Trash talking in sports can be OK if it doesn’t go too far

February 10, 2020 — by Jonathan Li

Last October, I played a water polo game against Cupertino. We were leading by one goal as the clock to half time was ticking down. One minute to go. We managed to intercept a pass, and the opponents swore vehemently. But as we prepared to swim down the pool for a fastbreak, the referee blew his whistle. He proceeded to pull out a yellow card and issue it to every player for both teams for bad language.

As sports evolve and officiating becomes stricter, trash talking has become looked down upon, especially in high school sports. There have been times when trash talking has been the reason for officials issuing penalties. Many of the greatest and most popular athletes trash talk regularly: Golden State Warriors power forward Draymond Green said in an interview with peaksports.com, “Everybody’s susceptible to that trash talking. I don’t care who you are.”

Of course, trash talking can turn dangerous. In 2004, the Malice in the Palace altercation between the Indiana Pacers and Detroit Pistons led to multiple suspensions and injuries. These types of situations should definitely be avoided at all costs; however, that doesn’t mean that trash talking is bad. 

Sports games are fun because of the competition and the struggle between the players to win. When tensions are high, and verbal insults are traded, the game becomes all the more interesting to watch. A competition where opponents are cordial to each other would simply be unentertaining.  
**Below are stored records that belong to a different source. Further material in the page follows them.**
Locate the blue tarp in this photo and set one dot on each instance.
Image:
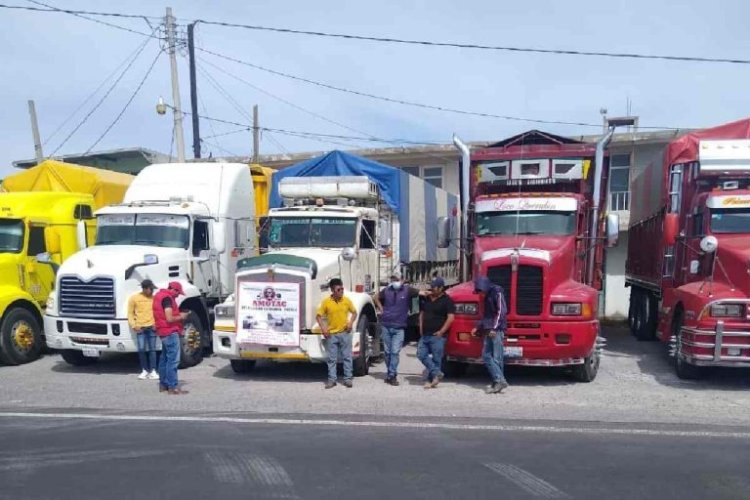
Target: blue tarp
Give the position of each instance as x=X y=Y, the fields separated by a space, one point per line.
x=339 y=163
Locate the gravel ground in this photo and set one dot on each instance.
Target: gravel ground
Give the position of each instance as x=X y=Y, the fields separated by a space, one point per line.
x=636 y=383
Especially in boxing and MMA, trash talking fuels the sport. Without it, the sport becomes boring and much less competitive. A large part of the reason people watch these games is to see how well fighters are able to carry out their trash talk from the press conferences that advertise these bouts. Fighters with strong personalities, like Conor McGregor, Deontay Wilder or Floyd Mayweather Jr., consistently sell more tickets, and are more profitable than other fighters. The trash talk, competitiveness and tension make up half of the fight.  

This applies to other sports and high school games as well. Games between rival schools have much higher attendance and ticket sales than other games. Here, that would be games against the Los Gatos basketball or football teams.

Personally, I’ve always found a greater drive to win games when the opponents are trash talking or name calling. It improves how well the athletes play, and the environment is just so much more competitive. Top athletes tend to perform at their best when they feel their pride challenged. 

Yet in various sports, there are strict rules and regulations placed upon trash talking. For example, in water polo if the referee is having a bad day, simply saying a bad word could get athletes ejected or yellow-carded. 

In fact, given the overblown fears surrounding trash talking, it wouldn’t be too surprising if officials started ejecting players like Green the first time they open their mouth during games. The sad part is that if games become too cleaned up, it will rob them of some of the competitive fire that makes them so much fun to watch and play. My advice to officials: Let players talk and  compete hard but make sure the trash talking doesn’t get out of hand.